Question 23.49: In Fig. 23-54, a solid sphere of radius a = 2.00 cm is conce......
In Fig. 23-54, a solid sphere of radius a = 2.00 cm is concentric with a spherical conducting shell of inner radius b = 2.00a and outer radius c = 2.40a. The sphere has a net uniform charge q_1=+5.00 fC; the shell has a net charge q_2=-q_1.What is the magnitude of the electric field at radial distances (a) r = 0, (b) r = a/2.00, (c) r = a, (d) r = 1.50a, (e) r = 2.30a, and (f) r = 3.50a? What is the net charge on the (g) inner and (h) outer surface of the shell?
At all points where there is an electric field, it is radially outward. For each part of the problem, use a Gaussian surface in the form of a sphere that is concentric with the sphere of charge and passes through the point where the electric field is to be found. The field is uniform on the surface, so \oint \vec{E} \cdot d \vec{A}=4 \pi r^2 E , where r is the radius of the Gaussian surface.
For r < a, the charge enclosed by the Gaussian surface is q_1(r/a)³ . Gauss’ law yields
4 \pi r^2 E=\left(\frac{q_1}{\varepsilon_0}\right)\left(\frac{r}{a}\right)^3 \Rightarrow E=\frac{q_1 r}{4 \pi \varepsilon_0 a^3} .

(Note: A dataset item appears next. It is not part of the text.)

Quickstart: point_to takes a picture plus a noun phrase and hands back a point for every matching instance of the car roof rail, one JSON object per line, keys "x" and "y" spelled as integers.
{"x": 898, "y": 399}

(a) For r = 0, the above equation implies E = 0.
(b) For r = a/2, we have
E=\frac{q_1(a / 2)}{4 \pi \varepsilon_0 a^3}=\frac{\left(8.99 \times 10^9\, N \cdot m ^2 / C ^2\right)\left(5.00 \times 10^{-15} \,C \right)}{2\left(2.00 \times 10^{-2} \,m \right)^2}=5.62 \times 10^{-2} \,N / C .
(c) For r = a, we have
E=\frac{q_1}{4 \pi \varepsilon_0 a^2}=\frac{\left(8.99 \times 10^9\, N \cdot m ^2 / C ^2\right)\left(5.00 \times 10^{-15} \,C \right)}{\left(2.00 \times 10^{-2} \,m \right)^2}=0.112 \,N / C \text {. }
In the case where a < r < b, the charge enclosed by the Gaussian surface is q_1, so Gauss’ law leads to
4 \pi r^2 E=\frac{q_1}{\varepsilon_0} \Rightarrow E=\frac{q_1}{4 \pi \varepsilon_0 r^2} .
(d) For r = 1.50a, we have
E=\frac{q_1}{4 \pi \varepsilon_0 r^2}=\frac{\left(8.99 \times 10^9 \,N \cdot m ^2 / C ^2\right)\left(5.00 \times 10^{-15} \,C \right)}{\left(1.50 \times 2.00 \times 10^{-2} \,m \right)^2}=0.0499 \,N / C \text {. }
(e) In the region b < r < c, since the shell is conducting, the electric field is zero. Thus, for r = 2.30a, we have E = 0.
(f) For r > c, the charge enclosed by the Gaussian surface is zero. Gauss’ law yields 4π r²E =0⇒E =0. Thus, E = 0 at r = 3.50a.
(g) Consider a Gaussian surface that lies completely within the conducting shell. Since the electric field is everywhere zero on the surface, Z \vec{E} \cdot d \vec{A}=0 and, according to Gauss’ law, the net charge enclosed by the surface is zero. If Q_i is the charge on the inner surface of the shell, then q_1+Q_i=0 and Q_i=-q_1=-5.00 \,fC .
(h) Let Q_o be the charge on the outer surface of the shell. Since the net charge on the shell is -q, Q_i+Q_0=-q_1 . This means
Q_0=-q_1-Q_i=-q_1-\left(-q_1\right)=0 .